Please put everything into ONE plain text file - do not send an archive
of files or a tar file, or a word processing document file. Compress it (using either Unix compress, or gzip -- if
you don't have access to either of these programs let us know), and
send it as an attachment to both Phil (phg (at) u.washington.edu) and
Alex (aeng (at) uw.edu).
Test sequence 1 (This file contains only one chromosome/contig so you don't need to worry about extracting part of the file.)

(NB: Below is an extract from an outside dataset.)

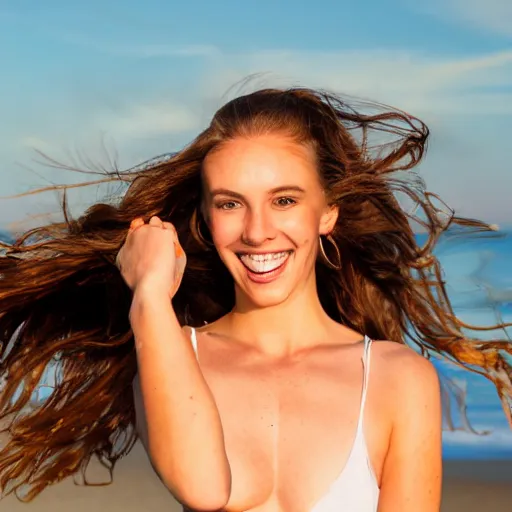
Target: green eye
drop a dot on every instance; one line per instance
(285, 201)
(228, 205)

Answer for test sequence 1
Test sequence 2 (This file contains only one chromosome/contig so you don't need to worry about extracting part of the file.)
Answer for test sequence 2
Template Details:
- Background Frequency:
Like nucleotide histogram, but giving fraction of times (to 4 decimal places) each nucleotide occurs in the sequence and its complement. In computing these, ignore ambiguity-coded nucleotides.
- Count Matrix:
Put the matrix of nucleotide counts at each position in known translation start sites, in the order: A, C, G, T. Ignore occurrences of ambiguity-coded nucleotides at each position.
- Frequency Matrix:
Like count matrix, but indicating the fraction of times (to 4 decimal places) each nucleotide occurs at each position, rather than the total counts.
- Weight Matrix:
Like frequency matrix, but giving weight. Give values to four decimal places.
- Maximum Score:
The maximum possible score - i.e., the score for the "ideal" sequence.
- Score Histogram CDS:
Two columns, where the first is score rounded down, and the second is the times that score occurs for true start sites. Also include an additional row for all scores less than -50.
- Score Histogram All:
As above, but for all positions in the genome (and its complement).
- Score Histogram All:
A list of positions in the genome where scores g.t.e. 10 occurred but which do NOT correspond to an annotated translation start site. Provide the position (in top strand, origin 1 co-ordinates), strand = 0 (for top) or 1 (for bottom), and score to four decimal places.